VISIT PALESTINE: CARTOLINE DAI TERRITORI OCCUPATI / 15

Ein Rashash – Aree vietate ai palestinesi

Bilal, seduto accanto a suo figlio, osserva il gregge pascolare.
È ormai pomeriggio quando riconosce il rumore della jeep dell’esercito che si spegne.
Quasi contemporaneamente due coloni con il loro gregge scendono dal pendio dell’avamposto di Malachei Ha Shalom, appena sopra di loro.
Coloni e militari si fanno un cenno di saluto.
Le greggi si disperdono e iniziano a pascolare.
Tre militari si avvicinano a Bilal.
Uno dei tre chiede di mostrare il permesso per pascolare su quella terra: quella è un’area di addestramento militare il cui accesso è vietato senza autorizzazione.
Bilal un tempo  aveva provato a chiedere l’autorizzazione ma gli era sempre stata negata.
Già era assurdo dover chiedere un permesso per accedere alla propria terra, ancora più assurdo che questo permesso non fosse rilasciato per “ragioni di sicurezza”.

Bilal, da quando ha memoria, però non aveva mai visto né sentito nessun training militare in quell’area.
Quella è la terra della sua famiglia, è l’unico posto della zona adatto al pascolo, oltre a quella terra non ci sono alternative: sarebbe costretto a comprare il mangime, che comporterebbe un impegno economico che alla lunga non sarebbe in grado di sostenere.
Suo figlio, che per tutto il tempo è stato accanto a Bilal, fa un passo verso i militari.
Imperterrito chiede il perché: perché dichiarare l’unico terreno adatto al pascolo della zona area di addestramento militare senza, peraltro, che sia mai stato utilizzato per l’addestramento? Perché cacciare dei pastori dalla loro terra e indurle ad abbandonare le proprie case? Nessuna delle sue domande riceve una risposta.
I militari danno ordini, non spiegazioni.
A questo punto le opzioni sono due: andarsene o essere arrestati.
La giornata di pastorizia è terminata, se i soldati e i coloni non fossero arrivati se ne sarebbero andati comunque.
Così Bilal richiama il gregge e invita suo figlio a seguirlo.
Se ne vanno accompagnati dalla minaccia di essere arrestati, se fossero tornati su quella terra, la loro.
Nel tragitto verso casa restano in silenzio, solo il rumore del gregge in movimento.
Bilal mette una mano sulla spalla del figlio e cerca il suo sguardo.
Riconosce una scintilla che gli illumina gli occhi.
È una scintilla che aveva visto molte volte negli occhi dei suoi genitori, di sua moglie, dei suoi fratelli, di tutta la sua comunità.
È la scintilla della determinazione, dell’amore per la propria terra e storia, del sacrificio, della speranza, della sofferenza, del desiderio di cambiamento.
È la scintilla della resistenza.
Non c’è bisogno di dire nulla.
Domani torneranno al pascolo, anche a rischio di essere arrestati.

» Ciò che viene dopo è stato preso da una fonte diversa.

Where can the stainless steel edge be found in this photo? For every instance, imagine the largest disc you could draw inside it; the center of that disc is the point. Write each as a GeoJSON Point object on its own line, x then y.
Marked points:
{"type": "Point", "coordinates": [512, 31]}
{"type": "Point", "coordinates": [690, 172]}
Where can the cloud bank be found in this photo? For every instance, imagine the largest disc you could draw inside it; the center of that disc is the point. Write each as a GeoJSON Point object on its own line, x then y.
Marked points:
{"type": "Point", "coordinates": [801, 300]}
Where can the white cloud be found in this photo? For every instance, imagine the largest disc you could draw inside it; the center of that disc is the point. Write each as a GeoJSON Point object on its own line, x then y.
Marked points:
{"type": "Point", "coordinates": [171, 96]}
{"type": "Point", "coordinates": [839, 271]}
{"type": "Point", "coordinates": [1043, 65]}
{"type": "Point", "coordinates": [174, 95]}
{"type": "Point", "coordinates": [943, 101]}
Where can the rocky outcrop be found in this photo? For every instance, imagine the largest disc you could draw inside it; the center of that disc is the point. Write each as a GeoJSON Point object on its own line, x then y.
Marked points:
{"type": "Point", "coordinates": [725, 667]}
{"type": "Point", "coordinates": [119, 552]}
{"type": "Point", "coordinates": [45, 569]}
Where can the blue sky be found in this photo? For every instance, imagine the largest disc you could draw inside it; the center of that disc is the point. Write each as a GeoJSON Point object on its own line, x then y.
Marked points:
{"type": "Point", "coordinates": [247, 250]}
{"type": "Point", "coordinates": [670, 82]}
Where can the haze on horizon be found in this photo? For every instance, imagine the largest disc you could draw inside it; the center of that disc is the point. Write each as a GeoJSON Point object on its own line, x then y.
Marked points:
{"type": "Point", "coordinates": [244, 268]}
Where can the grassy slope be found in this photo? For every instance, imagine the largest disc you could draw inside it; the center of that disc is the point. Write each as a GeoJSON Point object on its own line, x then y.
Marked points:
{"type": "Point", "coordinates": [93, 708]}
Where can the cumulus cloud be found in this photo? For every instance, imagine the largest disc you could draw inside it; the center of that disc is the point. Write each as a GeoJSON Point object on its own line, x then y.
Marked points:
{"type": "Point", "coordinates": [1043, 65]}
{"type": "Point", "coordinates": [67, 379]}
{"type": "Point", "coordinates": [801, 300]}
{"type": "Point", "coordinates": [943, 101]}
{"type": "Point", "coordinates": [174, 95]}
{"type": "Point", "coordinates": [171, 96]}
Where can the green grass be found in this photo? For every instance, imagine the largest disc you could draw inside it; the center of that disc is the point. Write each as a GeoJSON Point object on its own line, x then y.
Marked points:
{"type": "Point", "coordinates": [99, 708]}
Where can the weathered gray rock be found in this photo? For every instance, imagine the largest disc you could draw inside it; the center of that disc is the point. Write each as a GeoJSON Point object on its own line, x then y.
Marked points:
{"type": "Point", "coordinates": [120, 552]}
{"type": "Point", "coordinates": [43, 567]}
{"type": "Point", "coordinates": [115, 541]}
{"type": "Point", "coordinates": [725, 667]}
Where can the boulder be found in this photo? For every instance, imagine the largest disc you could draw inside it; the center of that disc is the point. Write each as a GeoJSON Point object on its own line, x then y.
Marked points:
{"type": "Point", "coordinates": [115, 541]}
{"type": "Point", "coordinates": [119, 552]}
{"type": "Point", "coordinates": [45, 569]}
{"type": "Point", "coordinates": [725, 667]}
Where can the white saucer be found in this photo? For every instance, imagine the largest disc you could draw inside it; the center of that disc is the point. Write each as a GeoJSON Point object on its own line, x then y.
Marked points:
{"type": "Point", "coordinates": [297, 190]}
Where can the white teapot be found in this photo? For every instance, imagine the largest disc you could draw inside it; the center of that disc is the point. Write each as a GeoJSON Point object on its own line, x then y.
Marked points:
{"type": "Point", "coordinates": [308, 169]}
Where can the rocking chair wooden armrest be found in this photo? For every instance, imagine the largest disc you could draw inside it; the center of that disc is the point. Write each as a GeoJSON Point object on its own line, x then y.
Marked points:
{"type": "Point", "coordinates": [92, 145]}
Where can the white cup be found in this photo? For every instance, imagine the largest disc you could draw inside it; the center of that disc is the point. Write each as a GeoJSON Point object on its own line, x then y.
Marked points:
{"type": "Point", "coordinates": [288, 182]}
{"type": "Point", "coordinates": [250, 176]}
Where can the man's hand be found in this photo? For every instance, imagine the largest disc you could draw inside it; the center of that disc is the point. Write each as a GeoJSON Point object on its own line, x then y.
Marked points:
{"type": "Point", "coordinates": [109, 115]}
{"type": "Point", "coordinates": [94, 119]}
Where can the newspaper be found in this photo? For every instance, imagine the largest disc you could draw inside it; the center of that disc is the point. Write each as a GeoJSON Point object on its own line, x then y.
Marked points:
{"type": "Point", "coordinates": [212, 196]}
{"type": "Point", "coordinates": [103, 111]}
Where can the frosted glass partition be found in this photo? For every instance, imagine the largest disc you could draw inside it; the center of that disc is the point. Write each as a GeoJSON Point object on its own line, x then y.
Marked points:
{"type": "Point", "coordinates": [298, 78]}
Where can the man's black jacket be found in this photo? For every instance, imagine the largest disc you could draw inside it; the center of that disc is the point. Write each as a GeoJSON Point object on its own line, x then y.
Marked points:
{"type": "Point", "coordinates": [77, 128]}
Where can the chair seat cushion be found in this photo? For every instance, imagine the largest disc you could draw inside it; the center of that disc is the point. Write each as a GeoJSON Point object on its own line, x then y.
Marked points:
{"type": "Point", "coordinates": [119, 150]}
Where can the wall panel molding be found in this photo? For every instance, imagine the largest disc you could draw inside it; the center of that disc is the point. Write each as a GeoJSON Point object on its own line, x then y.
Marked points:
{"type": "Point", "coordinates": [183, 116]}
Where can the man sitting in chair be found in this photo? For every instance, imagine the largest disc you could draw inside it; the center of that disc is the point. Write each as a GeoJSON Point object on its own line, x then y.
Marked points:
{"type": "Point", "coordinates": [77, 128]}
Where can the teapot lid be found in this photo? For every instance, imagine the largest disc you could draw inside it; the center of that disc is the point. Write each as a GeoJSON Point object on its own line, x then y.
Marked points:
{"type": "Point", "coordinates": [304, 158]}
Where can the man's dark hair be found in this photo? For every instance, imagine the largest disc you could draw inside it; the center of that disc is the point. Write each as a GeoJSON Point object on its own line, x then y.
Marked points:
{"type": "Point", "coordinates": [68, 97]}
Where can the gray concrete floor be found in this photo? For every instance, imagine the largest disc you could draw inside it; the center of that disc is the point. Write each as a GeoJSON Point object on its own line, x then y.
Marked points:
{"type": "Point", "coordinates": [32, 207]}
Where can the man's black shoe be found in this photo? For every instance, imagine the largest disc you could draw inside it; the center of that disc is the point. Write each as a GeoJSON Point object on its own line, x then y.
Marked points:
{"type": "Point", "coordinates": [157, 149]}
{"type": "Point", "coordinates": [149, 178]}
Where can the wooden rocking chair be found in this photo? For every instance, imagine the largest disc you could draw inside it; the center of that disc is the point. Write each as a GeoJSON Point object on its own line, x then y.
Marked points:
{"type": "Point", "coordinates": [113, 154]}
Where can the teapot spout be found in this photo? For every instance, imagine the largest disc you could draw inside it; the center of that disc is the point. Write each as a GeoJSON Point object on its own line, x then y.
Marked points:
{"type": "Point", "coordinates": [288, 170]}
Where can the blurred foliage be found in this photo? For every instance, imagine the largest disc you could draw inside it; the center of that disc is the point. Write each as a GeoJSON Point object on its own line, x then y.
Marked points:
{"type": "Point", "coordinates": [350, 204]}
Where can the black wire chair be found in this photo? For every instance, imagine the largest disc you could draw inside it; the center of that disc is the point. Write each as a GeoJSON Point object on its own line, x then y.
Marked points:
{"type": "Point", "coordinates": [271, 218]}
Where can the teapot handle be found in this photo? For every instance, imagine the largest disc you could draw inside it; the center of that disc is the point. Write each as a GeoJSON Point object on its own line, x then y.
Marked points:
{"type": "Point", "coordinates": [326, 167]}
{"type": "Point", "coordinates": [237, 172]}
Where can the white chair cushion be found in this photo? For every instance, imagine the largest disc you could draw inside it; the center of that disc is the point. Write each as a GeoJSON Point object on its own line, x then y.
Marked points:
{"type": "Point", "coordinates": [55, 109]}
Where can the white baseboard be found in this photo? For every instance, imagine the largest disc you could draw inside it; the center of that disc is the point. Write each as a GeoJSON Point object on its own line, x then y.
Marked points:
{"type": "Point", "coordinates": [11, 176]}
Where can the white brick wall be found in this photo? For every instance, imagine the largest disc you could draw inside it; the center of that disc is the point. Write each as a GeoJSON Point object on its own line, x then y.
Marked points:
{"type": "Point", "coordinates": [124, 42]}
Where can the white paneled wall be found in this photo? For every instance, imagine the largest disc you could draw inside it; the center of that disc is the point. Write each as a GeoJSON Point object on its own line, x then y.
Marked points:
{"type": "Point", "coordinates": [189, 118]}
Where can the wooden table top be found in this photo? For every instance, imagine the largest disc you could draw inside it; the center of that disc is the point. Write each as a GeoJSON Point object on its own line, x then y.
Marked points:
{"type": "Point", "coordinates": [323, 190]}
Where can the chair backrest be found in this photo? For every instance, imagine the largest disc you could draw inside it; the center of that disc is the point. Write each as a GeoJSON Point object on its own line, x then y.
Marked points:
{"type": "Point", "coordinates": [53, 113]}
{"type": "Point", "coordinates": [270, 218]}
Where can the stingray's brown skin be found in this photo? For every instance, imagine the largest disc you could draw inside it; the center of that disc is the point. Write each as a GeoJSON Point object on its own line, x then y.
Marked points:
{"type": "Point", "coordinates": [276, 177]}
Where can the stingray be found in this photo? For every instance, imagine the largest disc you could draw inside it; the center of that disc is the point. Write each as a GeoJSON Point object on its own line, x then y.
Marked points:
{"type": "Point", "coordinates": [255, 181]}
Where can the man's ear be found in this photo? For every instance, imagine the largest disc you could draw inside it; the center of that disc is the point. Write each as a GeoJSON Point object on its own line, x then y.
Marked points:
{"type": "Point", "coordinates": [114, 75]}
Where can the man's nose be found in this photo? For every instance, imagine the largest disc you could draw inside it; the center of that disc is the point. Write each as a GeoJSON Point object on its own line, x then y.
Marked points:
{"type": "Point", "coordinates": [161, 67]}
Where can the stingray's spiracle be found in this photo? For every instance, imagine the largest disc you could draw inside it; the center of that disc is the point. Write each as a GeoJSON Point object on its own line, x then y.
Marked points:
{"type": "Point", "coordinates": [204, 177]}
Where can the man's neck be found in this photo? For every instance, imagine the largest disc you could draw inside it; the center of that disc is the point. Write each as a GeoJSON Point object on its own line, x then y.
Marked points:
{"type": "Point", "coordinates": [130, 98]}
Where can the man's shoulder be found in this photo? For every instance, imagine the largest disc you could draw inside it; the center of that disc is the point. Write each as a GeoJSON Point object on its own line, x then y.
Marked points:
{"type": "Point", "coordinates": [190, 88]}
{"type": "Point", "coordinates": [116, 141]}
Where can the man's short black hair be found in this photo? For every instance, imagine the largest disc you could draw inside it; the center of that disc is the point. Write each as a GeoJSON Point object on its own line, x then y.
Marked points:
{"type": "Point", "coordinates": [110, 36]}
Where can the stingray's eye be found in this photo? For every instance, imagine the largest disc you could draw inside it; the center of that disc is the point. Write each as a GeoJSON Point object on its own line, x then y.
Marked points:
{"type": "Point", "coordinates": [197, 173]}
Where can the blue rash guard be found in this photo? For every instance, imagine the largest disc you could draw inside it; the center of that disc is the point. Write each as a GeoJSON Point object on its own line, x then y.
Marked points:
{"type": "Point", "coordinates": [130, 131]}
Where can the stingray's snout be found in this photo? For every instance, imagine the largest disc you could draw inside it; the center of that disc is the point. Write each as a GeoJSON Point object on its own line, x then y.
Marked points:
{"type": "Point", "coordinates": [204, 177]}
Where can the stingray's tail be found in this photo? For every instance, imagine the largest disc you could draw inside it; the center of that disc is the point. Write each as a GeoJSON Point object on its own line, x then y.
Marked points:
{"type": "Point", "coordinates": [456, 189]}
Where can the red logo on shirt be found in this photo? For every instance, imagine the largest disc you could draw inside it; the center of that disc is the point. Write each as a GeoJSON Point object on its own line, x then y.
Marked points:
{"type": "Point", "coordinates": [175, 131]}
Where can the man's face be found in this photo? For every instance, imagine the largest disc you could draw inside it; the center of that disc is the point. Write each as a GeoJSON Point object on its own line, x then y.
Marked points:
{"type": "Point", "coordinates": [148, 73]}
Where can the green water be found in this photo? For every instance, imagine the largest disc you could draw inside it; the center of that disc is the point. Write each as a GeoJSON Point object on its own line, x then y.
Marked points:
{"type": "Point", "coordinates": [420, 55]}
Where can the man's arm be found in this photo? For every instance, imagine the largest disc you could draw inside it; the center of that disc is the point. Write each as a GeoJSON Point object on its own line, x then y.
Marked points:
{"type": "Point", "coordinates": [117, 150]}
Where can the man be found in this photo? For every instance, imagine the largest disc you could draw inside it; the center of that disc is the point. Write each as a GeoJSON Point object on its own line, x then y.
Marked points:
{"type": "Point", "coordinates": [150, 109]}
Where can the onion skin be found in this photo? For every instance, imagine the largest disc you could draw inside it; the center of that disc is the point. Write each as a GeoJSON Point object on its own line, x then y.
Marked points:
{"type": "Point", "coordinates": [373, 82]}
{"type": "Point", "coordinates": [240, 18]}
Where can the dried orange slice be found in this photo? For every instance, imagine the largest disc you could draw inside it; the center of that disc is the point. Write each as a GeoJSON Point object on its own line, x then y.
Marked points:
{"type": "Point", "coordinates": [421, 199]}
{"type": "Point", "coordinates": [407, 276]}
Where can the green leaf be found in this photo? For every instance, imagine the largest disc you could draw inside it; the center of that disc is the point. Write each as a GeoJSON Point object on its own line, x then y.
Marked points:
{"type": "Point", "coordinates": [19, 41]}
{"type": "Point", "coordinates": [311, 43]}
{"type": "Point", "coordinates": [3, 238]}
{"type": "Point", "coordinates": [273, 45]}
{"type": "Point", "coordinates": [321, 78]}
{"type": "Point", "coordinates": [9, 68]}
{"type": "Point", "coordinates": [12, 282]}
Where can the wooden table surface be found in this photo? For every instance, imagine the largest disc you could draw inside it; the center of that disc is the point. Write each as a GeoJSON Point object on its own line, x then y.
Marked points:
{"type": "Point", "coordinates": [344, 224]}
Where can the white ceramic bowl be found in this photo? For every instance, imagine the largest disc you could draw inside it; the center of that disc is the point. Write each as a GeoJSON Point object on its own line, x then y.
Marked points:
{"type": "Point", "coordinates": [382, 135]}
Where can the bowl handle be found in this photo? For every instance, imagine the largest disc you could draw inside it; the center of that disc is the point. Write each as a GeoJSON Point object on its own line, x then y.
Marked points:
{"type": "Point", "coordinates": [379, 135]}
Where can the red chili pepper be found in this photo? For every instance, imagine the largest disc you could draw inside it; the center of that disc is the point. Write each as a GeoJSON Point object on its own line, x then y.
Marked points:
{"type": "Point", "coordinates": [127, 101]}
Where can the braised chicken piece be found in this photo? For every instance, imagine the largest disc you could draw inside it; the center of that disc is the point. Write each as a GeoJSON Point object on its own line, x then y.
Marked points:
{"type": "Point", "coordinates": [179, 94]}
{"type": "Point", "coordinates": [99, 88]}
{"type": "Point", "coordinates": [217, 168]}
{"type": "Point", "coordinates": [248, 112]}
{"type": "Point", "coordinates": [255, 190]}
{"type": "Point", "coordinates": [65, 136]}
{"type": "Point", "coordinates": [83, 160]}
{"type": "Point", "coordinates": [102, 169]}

L’ area C costituisce circa il 60% della Cisgiordania, di cui il 30% è definito “area di addestramento militare”.
Si tratta di aree vietate ai palestinesi destinate ai training dell’esercito israeliano, tuttavia si stima che circa l’80% di queste aree non siano utilizzate per l’addestramento.
Zone interdette ai palestinesi sono anche le riserve naturali e i parchi nazionali che occupano circa il 6% dell’area C, e le cosiddette “terre di Stato” che ricoprono circa il 22%.
Per “terre di Stato” si intendono, da una parte, i terreni che appartenevano al governo giordano e trasferiti alle autorità israeliane nel 1967, dall’altra, terreni dichiarati come tali da Israele dopo il 1967.
Complessivamente circa il 60% dell’area C è chiusa ai palestinesi, a meno che non si ottengano permessi speciali da parte dell’autorità israeliana, che li concede molto raramente.
Tuttavia, anche nel restante 40% Israele limita ogni possibilità di vita e sviluppo delle comunità palestinesi, approvando molto raramente le richieste di permessi di costruzione.
In contrasto alla politica restrittiva riservata alle comunità palestinesi, gli insediamenti israeliani sono finanziati dal governo e in continua espansione e viene incentivata la loro crescita.